Does this study change practice? Currently, no it does not in her opinion
Strengths: this builds on strong preclinical work, has a randomized design, continues to accrue, early results for the combination are encouraging, and responses were seen in patients regardless of FGFR mutation, fusion, or PD-L1 status
Caveats: the study has small numbers, short follow-up, and Dr. Sridhar is unsure about objective response rate as an endpoint. Furthermore, the comparator is not standard of care. The prior BISCAY study in the platinum-refractory setting was negative, but why is this study positive?
Future studies: Perhaps we should be randomizing against immunotherapy or chemotherapy or enfortumab vedotin + pembrolizumab, which could be the new first-line standard in this setting, although we are unsure when
Unanswered questions:
1. What is best, an additive or synergistic approach?
2. What is the optimal biomarker strategy?
3. How do FGFR alterations impact response to chemotherapy?
4. How do FGFR alterations impact response to antibody-drug conjugates?
5. What are mechanisms of resistance?
6. How do we best sequence with other agents?
7. Will evaluation in earlier stages of the disease, for example, the neoadjuvant setting lead to cures, and allow for pre- and post-treatment correlative studies?

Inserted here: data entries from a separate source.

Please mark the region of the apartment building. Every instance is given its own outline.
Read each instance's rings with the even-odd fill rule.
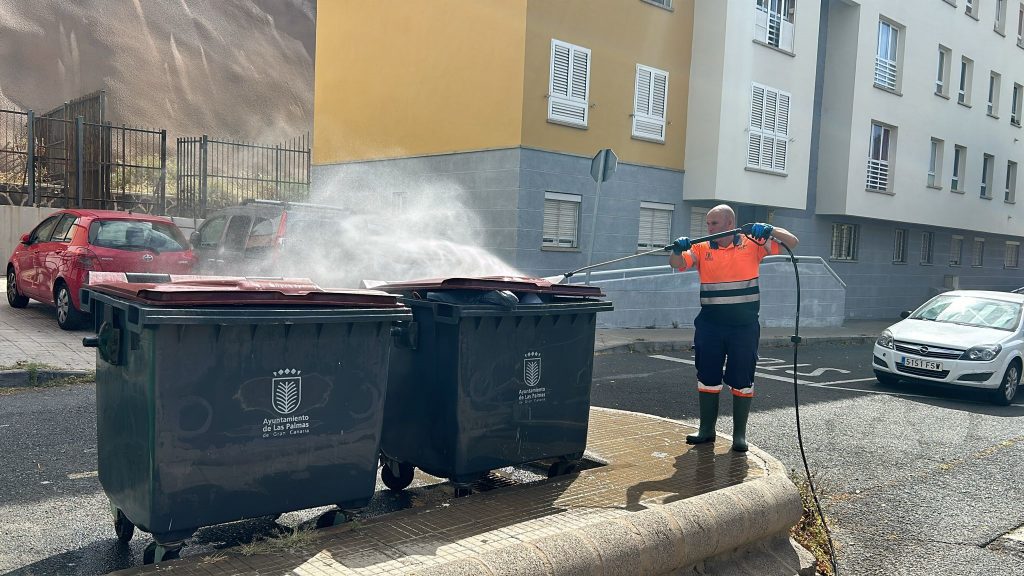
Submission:
[[[592,239],[595,262],[664,246],[688,223],[692,17],[692,0],[323,2],[314,190],[458,202],[475,245],[537,276],[586,265]],[[602,149],[618,164],[598,196]]]
[[[822,6],[809,203],[780,221],[846,281],[847,317],[1024,285],[1024,4]]]
[[[729,203],[742,221],[807,207],[818,2],[696,2],[683,199],[691,236]]]
[[[1024,286],[1022,38],[1006,0],[323,3],[313,182],[455,195],[537,276],[699,236],[725,202],[827,261],[847,318],[895,318]]]

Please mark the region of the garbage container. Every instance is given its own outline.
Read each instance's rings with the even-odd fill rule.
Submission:
[[[393,328],[412,319],[397,296],[94,274],[82,302],[99,482],[119,539],[153,534],[147,563],[200,527],[369,502]]]
[[[412,308],[411,346],[388,371],[381,477],[392,490],[414,467],[465,493],[489,470],[583,457],[596,316],[612,310],[590,286],[473,278],[385,284]],[[558,468],[556,466],[562,466]]]

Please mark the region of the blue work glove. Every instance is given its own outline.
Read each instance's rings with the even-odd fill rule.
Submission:
[[[693,243],[690,242],[689,238],[685,236],[680,236],[670,246],[672,246],[673,254],[682,254],[683,252],[689,250],[690,246],[693,246]]]
[[[768,240],[771,238],[771,233],[774,232],[774,230],[775,227],[762,222],[743,224],[742,228],[743,234],[751,235],[755,240]]]

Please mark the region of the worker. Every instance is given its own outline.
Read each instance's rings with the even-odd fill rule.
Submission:
[[[708,211],[707,222],[709,235],[735,230],[736,214],[720,204]],[[700,425],[696,434],[686,437],[686,443],[714,442],[719,393],[728,384],[732,390],[732,449],[736,452],[748,450],[746,418],[754,400],[761,336],[761,260],[778,254],[778,243],[793,250],[800,242],[788,231],[763,222],[745,224],[741,232],[697,244],[681,237],[671,244],[669,256],[672,268],[696,268],[700,277],[700,313],[693,320]]]

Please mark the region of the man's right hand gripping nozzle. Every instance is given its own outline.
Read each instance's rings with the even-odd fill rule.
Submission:
[[[691,246],[693,246],[693,243],[690,242],[690,239],[685,236],[680,236],[675,240],[675,242],[669,245],[669,247],[672,248],[673,254],[682,254],[683,252],[689,250]]]

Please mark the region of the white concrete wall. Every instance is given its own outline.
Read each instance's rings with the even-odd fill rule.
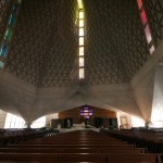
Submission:
[[[0,110],[0,128],[4,128],[7,112]]]

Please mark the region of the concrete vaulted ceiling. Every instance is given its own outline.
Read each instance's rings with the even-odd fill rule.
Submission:
[[[0,2],[0,41],[11,5],[11,0]],[[90,104],[149,118],[151,108],[148,114],[143,108],[150,106],[152,92],[142,106],[136,89],[137,74],[151,61],[137,1],[84,0],[84,7],[85,79],[77,79],[77,1],[22,1],[5,67],[0,71],[2,110],[33,122]]]

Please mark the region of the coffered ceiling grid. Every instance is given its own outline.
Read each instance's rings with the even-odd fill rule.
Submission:
[[[5,26],[10,16],[12,0],[0,0],[0,43],[5,32]]]
[[[163,1],[143,0],[143,4],[154,45],[158,47],[160,41],[163,39]]]
[[[71,73],[77,55],[77,26],[75,0],[62,0],[55,18],[57,30],[49,46],[39,87],[70,86]],[[77,67],[76,67],[77,68]]]
[[[59,82],[60,72],[64,76],[72,65],[70,53],[75,54],[70,5],[66,0],[24,0],[5,68],[36,86],[50,86],[54,72]]]
[[[5,70],[38,87],[70,86],[78,68],[76,2],[23,0]],[[127,83],[150,57],[136,0],[84,4],[88,84]]]

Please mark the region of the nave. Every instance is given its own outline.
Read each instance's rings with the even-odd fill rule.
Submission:
[[[155,163],[159,154],[148,153],[121,139],[92,130],[74,130],[0,148],[0,163],[110,162]]]

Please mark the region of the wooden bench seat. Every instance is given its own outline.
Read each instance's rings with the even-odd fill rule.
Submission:
[[[67,153],[61,155],[60,162],[106,162],[106,154],[79,154],[79,153]]]
[[[114,153],[114,154],[108,154],[108,161],[109,162],[158,162],[158,155],[153,153],[141,153],[141,154],[130,154],[130,153]]]

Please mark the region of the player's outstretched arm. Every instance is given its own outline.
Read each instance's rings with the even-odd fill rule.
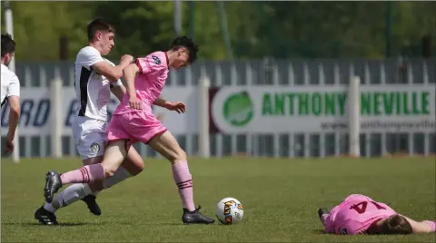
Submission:
[[[178,113],[186,112],[186,105],[182,102],[167,102],[162,98],[157,98],[153,104],[166,108],[170,111],[175,111]]]
[[[406,219],[409,221],[409,223],[411,226],[411,228],[413,229],[414,234],[418,233],[430,233],[430,232],[435,232],[436,230],[436,222],[434,221],[421,221],[417,222],[411,219],[409,219],[402,215],[402,217],[406,218]]]
[[[157,98],[157,99],[153,102],[153,104],[165,108],[165,104],[166,104],[167,102],[168,102],[167,101],[165,101],[165,100],[164,100],[164,99],[162,99],[162,98],[159,97],[159,98]]]
[[[123,85],[114,86],[111,88],[111,91],[120,102],[123,100],[123,96],[124,96],[124,93],[126,92],[125,87]]]
[[[111,82],[116,82],[123,77],[123,70],[134,62],[134,57],[124,54],[121,57],[120,64],[112,66],[105,61],[98,62],[92,65],[98,73],[104,75]]]

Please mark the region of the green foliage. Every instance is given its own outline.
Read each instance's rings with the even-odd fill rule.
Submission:
[[[62,35],[69,38],[69,58],[74,60],[86,44],[86,24],[96,16],[111,20],[117,29],[111,59],[123,53],[140,56],[165,50],[174,37],[173,1],[11,5],[18,60],[58,60]],[[224,60],[224,34],[216,2],[182,2],[182,8],[183,32],[189,35],[191,28],[194,30],[200,58]],[[423,35],[432,34],[433,43],[436,39],[436,5],[430,2],[225,2],[224,8],[237,59],[382,58],[388,43],[392,54],[407,51],[419,55]],[[432,47],[436,49],[436,44]]]

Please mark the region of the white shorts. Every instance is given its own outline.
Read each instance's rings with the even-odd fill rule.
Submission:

Finally, Dr. Sridhar concluded her presentation with the following take-home messages:

Novel therapies continue to be explored across the spectrum of urothelial cancers
Single-agent and combination based strategies hold promise for improved outcomes in terms of both efficacy and tolerability, but trial design is very important
Biomarkers are urgently needed to help us not only with patient selection but also to understand response, resistance, and toxicities
As more options become available, we need trials to help us know how best to sequence agents to optimize outcomes

Presented by: Srikala Sridhar, MD, Princess Margaret Cancer Center, Toronto, Ontario

Written by: Zachary Klaassen, MD, MSc – Urologic Oncologist, Assistant Professor of Urology, Georgia Cancer Center, Augusta University/Medical College of Georgia, @zklaassen_md on Twitter during the 2021 European Society for Medical Oncology (ESMO) Annual Congress 2021, Thursday, Sep 16, 2021 – Tuesday, Sep 21, 2021.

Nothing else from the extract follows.